Dio, chi voglio prendere in giro? Non solo mi mangerei le unghie, ma l'intero braccio per l'ansia che mi sta divorando subdolamente.

«Aspettavi da molto?» chiede Justin tornando nella grande sala in cui mi ha lasciata per cinque minuti, cinque interminabili minuti in compagnia del mio cervello che non ha fatto altro che pensare e ancora pensare.
«No, sono appena arrivata», mento ritenendo che questa versione sia molto meglio di quella in cui ammetto di aver passato le ultime tre ore seduta su un marciapiede nei pressi della sua abitazione come una barbona aspettando che tornasse; preferisco conservare quel briciolo di dignità che mi è rimasta.
Lui si limita ad annuire e di nuovo vedo il suo bel volto attraversato da quel senso di smarrimento. «Hai sete o fame? Vuoi che ti porti qualcosa?» indaga.

Come mai queste formalità adesso?

Scuoto leggermente la testa, «No, sto bene così. Grazie», altra bugia: metterei volentieri qualcosa sotto i denti, tuttavia non mi sembra il caso di dirglielo; sono venuta qui con lo scopo di parlargli e con un panino in bocca risulterei molto meno credibile come interlocutore.

Imbarazzo e tensione si susseguono nei momenti successivi, scanditi da un silenzio fin troppo assordante per le mie orecchie.

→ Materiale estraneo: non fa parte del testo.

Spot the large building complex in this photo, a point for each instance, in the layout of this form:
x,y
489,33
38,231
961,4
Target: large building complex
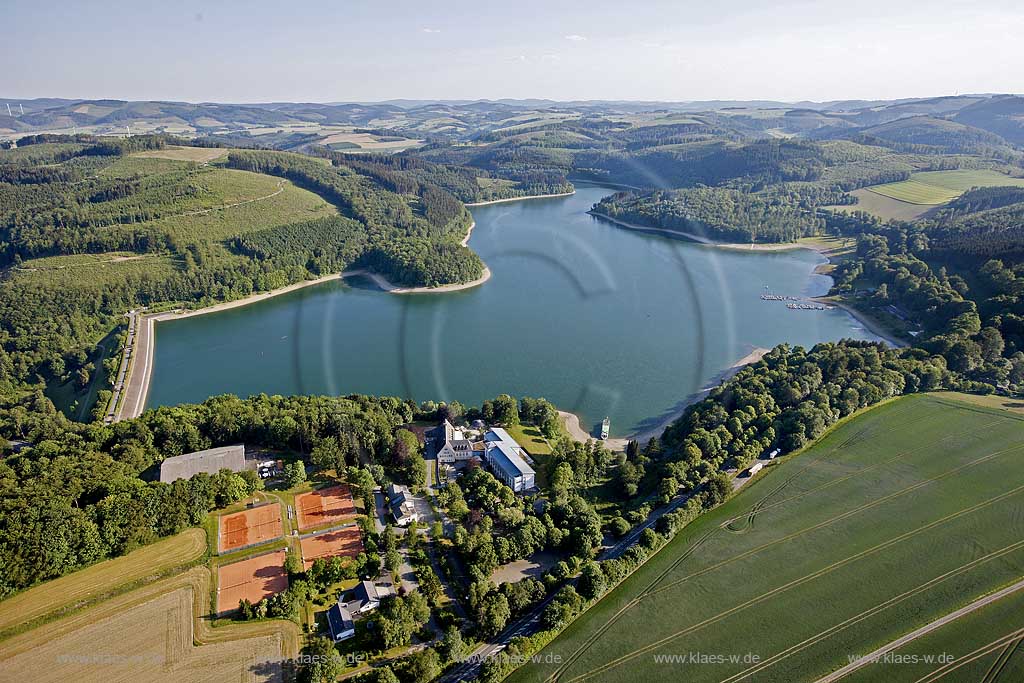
x,y
508,461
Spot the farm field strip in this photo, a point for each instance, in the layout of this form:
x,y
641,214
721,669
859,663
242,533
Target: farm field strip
x,y
156,633
869,612
817,574
1007,640
967,642
839,480
934,187
98,580
922,478
849,513
650,590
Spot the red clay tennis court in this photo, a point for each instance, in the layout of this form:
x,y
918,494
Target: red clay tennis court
x,y
249,527
345,542
252,579
326,506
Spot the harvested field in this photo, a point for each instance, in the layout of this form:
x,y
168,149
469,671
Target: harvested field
x,y
249,527
884,207
150,635
101,579
343,542
201,155
252,579
932,187
327,506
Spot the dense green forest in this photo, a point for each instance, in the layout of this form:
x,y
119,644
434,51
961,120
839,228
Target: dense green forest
x,y
88,230
64,198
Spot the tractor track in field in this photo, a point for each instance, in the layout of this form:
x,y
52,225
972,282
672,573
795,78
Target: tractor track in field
x,y
649,590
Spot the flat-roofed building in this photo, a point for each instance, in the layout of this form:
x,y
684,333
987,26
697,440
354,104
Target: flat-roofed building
x,y
508,461
210,461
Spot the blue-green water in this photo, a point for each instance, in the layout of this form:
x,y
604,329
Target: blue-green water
x,y
599,319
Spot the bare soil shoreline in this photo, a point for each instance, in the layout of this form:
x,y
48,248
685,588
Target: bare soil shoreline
x,y
735,246
576,430
868,324
136,384
520,199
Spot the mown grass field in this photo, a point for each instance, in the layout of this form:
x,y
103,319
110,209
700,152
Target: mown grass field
x,y
160,633
933,187
985,645
884,207
100,580
893,519
530,438
202,155
293,205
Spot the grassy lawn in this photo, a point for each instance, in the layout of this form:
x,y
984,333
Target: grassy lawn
x,y
76,402
530,438
838,544
100,580
932,187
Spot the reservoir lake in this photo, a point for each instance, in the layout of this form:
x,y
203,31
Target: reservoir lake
x,y
599,319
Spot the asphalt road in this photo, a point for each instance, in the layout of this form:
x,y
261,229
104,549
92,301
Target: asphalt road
x,y
529,623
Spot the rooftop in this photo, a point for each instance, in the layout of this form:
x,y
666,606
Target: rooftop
x,y
506,456
210,461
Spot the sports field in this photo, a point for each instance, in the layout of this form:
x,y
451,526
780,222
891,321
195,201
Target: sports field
x,y
345,542
249,527
101,579
931,187
252,579
894,519
327,506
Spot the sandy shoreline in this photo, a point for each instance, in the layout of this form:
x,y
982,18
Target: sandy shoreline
x,y
868,324
576,430
390,288
520,199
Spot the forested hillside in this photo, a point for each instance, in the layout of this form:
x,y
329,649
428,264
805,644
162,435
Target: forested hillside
x,y
89,230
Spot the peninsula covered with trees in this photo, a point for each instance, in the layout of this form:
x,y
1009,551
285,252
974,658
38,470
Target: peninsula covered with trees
x,y
926,202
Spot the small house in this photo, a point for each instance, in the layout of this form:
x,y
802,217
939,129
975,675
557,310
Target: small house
x,y
339,623
401,505
366,597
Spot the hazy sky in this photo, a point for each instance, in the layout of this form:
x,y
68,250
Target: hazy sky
x,y
311,50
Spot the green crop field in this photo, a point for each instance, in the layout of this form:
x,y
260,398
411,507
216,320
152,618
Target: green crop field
x,y
932,187
985,645
893,519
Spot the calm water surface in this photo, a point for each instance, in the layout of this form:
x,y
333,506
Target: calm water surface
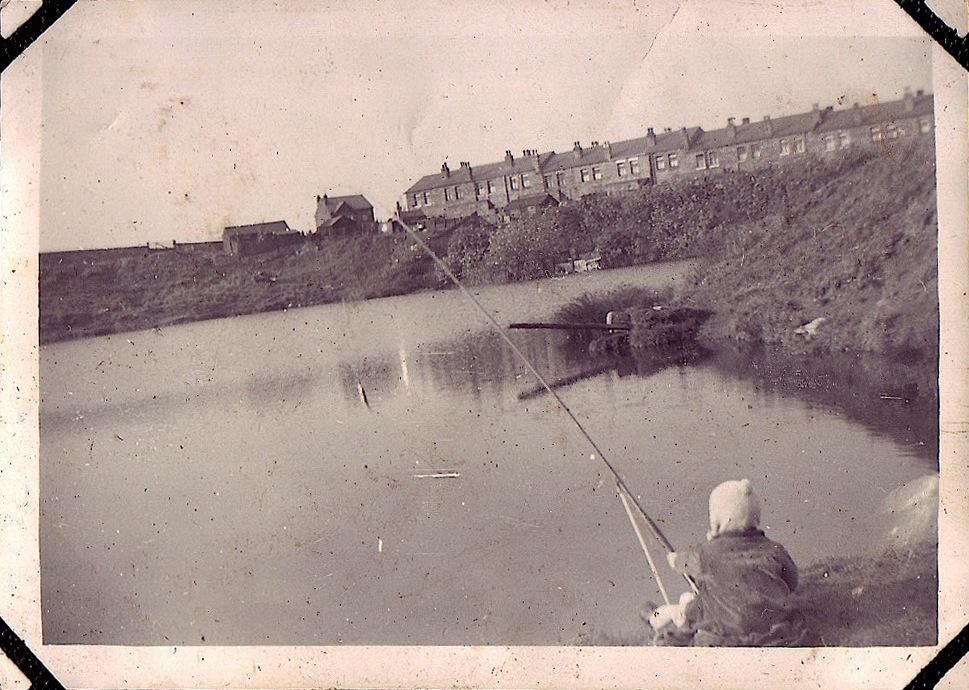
x,y
224,482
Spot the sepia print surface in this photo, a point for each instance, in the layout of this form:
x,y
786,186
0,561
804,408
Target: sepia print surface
x,y
268,417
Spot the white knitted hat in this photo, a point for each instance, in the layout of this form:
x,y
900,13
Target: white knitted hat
x,y
734,507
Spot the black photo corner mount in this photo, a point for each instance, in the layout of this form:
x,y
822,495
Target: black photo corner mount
x,y
51,10
28,32
33,668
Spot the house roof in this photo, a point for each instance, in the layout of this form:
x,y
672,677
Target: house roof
x,y
357,202
878,112
689,138
276,227
550,161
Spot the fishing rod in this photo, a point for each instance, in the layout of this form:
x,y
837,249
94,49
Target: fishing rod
x,y
620,482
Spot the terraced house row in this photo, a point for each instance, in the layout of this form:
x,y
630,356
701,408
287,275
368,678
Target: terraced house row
x,y
517,185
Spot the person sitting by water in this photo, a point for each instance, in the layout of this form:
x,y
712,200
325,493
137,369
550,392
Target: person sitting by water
x,y
744,581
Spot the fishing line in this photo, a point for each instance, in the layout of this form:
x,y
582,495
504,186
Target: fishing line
x,y
620,483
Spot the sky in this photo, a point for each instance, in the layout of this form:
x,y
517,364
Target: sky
x,y
170,120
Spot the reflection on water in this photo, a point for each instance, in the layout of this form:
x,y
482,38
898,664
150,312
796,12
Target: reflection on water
x,y
271,479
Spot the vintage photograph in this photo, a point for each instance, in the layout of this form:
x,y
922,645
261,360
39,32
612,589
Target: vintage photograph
x,y
426,324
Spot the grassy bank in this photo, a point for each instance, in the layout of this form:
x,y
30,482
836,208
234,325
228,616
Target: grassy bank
x,y
152,289
857,250
868,600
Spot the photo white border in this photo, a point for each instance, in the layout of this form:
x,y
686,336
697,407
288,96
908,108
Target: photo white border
x,y
559,667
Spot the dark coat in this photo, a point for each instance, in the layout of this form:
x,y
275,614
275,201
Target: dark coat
x,y
745,582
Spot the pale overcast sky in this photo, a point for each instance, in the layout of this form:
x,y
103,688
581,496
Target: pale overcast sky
x,y
169,120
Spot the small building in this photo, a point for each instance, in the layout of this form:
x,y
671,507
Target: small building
x,y
246,240
344,214
580,265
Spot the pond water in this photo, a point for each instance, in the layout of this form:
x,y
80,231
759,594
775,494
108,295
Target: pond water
x,y
272,479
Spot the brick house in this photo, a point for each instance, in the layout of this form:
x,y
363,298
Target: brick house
x,y
245,240
623,166
344,214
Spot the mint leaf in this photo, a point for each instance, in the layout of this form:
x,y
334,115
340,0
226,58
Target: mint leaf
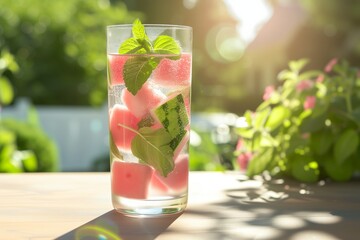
x,y
139,43
130,46
152,146
146,121
173,116
137,70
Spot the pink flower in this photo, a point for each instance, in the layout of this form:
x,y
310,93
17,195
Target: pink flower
x,y
310,102
268,92
305,135
304,85
320,78
329,67
243,160
239,144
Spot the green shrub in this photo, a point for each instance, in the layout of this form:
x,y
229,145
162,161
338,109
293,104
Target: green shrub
x,y
31,137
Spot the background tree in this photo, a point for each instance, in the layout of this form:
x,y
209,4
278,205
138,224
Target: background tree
x,y
60,47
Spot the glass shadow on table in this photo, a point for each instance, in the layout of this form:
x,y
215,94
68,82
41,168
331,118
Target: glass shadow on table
x,y
115,226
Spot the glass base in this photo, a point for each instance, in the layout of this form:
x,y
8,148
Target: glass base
x,y
149,207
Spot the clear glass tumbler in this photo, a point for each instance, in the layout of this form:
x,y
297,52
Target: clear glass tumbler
x,y
149,90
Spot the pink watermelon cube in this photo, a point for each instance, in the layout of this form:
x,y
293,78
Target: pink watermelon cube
x,y
173,72
145,99
157,186
116,66
130,180
177,180
121,123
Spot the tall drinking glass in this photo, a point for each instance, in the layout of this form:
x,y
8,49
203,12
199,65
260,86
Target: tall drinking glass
x,y
149,88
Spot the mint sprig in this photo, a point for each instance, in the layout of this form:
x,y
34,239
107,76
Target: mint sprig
x,y
140,44
152,146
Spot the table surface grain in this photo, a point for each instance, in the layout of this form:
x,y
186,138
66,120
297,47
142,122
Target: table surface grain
x,y
41,206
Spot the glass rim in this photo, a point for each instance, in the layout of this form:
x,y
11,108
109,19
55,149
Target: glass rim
x,y
168,26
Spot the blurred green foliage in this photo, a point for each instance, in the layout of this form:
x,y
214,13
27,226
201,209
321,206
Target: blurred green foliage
x,y
11,158
307,128
60,47
33,143
24,147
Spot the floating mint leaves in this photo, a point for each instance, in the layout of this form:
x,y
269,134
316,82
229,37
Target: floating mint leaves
x,y
172,115
137,70
140,45
152,146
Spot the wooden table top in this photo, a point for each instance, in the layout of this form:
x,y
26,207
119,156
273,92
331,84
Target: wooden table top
x,y
221,206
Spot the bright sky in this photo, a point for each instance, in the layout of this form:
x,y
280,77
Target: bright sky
x,y
251,14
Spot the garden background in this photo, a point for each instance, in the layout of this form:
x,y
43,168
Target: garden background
x,y
53,70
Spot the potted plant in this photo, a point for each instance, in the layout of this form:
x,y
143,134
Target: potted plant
x,y
308,127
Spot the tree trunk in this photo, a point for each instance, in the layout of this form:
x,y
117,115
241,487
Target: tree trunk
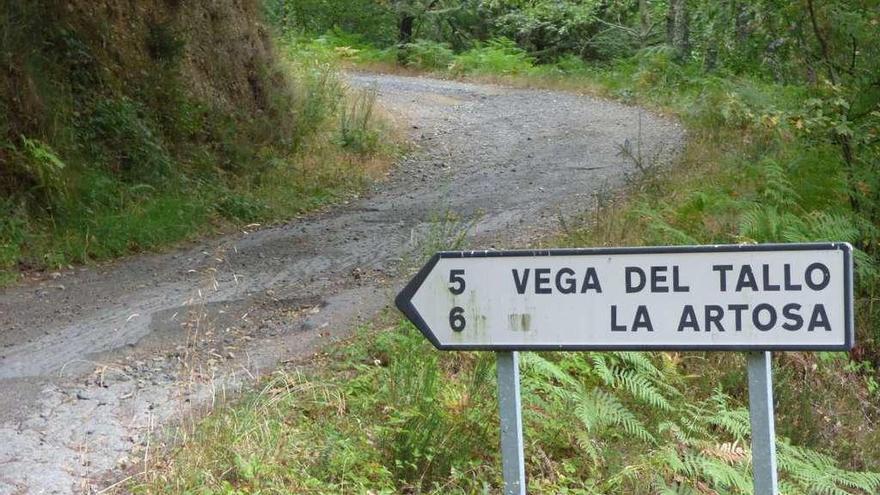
x,y
677,28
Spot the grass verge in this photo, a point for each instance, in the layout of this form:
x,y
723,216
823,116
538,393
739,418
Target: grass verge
x,y
385,413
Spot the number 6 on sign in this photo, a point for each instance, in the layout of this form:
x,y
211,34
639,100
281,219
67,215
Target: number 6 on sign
x,y
456,319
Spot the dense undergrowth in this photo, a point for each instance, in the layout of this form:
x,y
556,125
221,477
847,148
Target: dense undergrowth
x,y
766,161
115,139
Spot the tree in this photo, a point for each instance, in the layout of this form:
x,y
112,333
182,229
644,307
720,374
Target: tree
x,y
678,28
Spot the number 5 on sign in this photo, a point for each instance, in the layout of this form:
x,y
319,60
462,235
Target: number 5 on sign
x,y
457,285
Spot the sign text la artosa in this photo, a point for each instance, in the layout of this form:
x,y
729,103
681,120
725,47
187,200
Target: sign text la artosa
x,y
709,297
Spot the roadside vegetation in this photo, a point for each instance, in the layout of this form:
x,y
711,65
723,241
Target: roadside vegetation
x,y
116,139
781,105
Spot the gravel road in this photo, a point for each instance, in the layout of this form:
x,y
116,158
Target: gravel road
x,y
95,360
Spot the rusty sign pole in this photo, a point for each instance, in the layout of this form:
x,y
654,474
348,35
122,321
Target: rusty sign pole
x,y
761,418
510,412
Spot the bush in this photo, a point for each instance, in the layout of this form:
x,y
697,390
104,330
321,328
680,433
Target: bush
x,y
426,54
498,56
356,130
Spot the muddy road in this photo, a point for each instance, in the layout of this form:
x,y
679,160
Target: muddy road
x,y
95,360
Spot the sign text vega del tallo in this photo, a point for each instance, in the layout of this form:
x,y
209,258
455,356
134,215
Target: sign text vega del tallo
x,y
741,297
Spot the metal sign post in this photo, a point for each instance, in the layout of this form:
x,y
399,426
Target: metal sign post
x,y
761,417
752,298
513,464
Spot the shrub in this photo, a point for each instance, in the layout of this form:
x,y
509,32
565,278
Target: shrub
x,y
497,56
356,130
427,54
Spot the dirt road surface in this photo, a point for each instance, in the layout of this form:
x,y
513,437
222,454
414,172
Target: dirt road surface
x,y
95,360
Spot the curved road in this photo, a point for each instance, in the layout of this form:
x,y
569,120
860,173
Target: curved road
x,y
93,360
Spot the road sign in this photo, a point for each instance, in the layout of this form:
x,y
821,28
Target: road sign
x,y
738,297
744,297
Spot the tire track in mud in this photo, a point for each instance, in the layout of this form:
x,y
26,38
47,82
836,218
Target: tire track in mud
x,y
93,362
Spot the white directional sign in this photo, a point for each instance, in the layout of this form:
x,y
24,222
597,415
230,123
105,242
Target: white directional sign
x,y
742,297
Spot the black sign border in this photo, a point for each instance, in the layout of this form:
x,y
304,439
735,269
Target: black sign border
x,y
403,301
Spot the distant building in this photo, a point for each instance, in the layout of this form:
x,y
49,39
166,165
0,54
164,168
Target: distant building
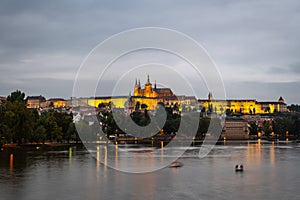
x,y
235,128
2,99
56,103
242,106
35,101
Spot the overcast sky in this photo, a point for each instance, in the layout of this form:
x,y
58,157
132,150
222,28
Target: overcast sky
x,y
255,44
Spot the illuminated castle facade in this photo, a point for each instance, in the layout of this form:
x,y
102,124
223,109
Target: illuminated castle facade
x,y
242,106
150,96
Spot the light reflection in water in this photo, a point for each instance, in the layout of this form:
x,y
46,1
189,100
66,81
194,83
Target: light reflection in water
x,y
11,163
272,154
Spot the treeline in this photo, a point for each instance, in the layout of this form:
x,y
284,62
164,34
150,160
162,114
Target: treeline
x,y
279,126
171,126
19,124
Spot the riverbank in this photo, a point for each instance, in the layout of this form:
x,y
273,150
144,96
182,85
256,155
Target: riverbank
x,y
38,146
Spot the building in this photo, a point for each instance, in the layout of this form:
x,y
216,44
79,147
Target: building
x,y
56,103
242,106
235,128
151,92
35,101
2,99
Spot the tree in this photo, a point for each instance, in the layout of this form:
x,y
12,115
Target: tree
x,y
267,128
253,128
282,125
19,121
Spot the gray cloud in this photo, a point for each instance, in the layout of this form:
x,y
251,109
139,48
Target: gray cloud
x,y
254,43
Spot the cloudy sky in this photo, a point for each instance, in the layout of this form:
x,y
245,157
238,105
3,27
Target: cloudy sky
x,y
255,44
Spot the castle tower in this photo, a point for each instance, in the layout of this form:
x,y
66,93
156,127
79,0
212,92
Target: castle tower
x,y
148,92
137,88
281,100
209,96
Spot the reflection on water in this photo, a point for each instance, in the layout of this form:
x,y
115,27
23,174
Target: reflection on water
x,y
271,172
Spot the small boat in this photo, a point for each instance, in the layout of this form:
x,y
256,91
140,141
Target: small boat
x,y
176,164
239,168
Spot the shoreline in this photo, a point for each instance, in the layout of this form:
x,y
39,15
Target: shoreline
x,y
38,146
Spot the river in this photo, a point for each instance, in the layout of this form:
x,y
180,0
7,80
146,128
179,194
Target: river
x,y
272,171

«Io...» ci ritroviamo a parlare all'unisono, creando, così, ulteriore imbarazzo.

«Prima tu», mi esorta Justin.
Mi ritrovo a mordere con forza una guancia e «Okay», sospiro.

Alzo lo sguardo verso di lui, in piedi di fronte a me, e finisco col perdermi nel colore caldo dei suoi occhi. Non so come, né perché, la mia mente si ritrova a fare un tuffo nel passato; è proprio qui che ci siamo dati il nostro primo bacio, mesi fa, quando ci siamo aperti l'uno all'altra per la prima volta: mi aveva parlato di suo padre, di quanto le persone temessero che diventasse come lui perché "il male genera male" e di come lui glielo lasciasse credere, perché almeno non avrebbe deluso le aspettative di nessuno ed io gli avevo raccontato di mia madre e dei suoi problemi con l'alcol ed era stato liberatorio, perché non lo avevo detto mai a nessuno fino ad allora.

Cerco di riporre quel ricordo e le sensazioni che mi suscita in un cassetto da riaprire in un secondo momento e caccio un respiro profondo per infondermi il coraggio necessario per dire quello che sto per dire:

«So di avere esagerato l'altra sera e ti capisco quando dici che io ho una fortuna che tu non hai, ma non è questo il punto... Il punto è che non puoi sparire per tre giorni per una discussione simile, anzi non puoi sparire per tre giorni per nessun motivo».

«Hai ragione».

«Non è così che...» mi convinco a interrompere il mio monologo proprio sul più bello e «Aspetta, che hai detto?» domando, non sicura di aver capito.
«Ho detto che mi dispiace, Cassie».

Oh.

Credevo che sarebbe stato più difficile e che avremmo finito col litigare lanciandoci addosso insulti e magari anche oggetti. Ero preparata a tutto, ma non ad una simile ammissione da parte sua, perciò resto in silenzio aspettando che sia lui a proseguire questa volta.

Justin si volta, dandomi, così, le spalle e massaggiandosi la nuca, poi lo vedo stringere i pugni lungo i fianchi. «Sono abituato a stare da solo, a contare solo su me stesso ed è difficile levarsi questa abitudine», asserisce, la voce incrinata. Riesco a scorgere quelle che è la sua parte vulnerabile, un lato di sé che tiene ben nascosto dietro la facciata da duro, ma che non lo rende affatto meno virile, non ai miei occhi.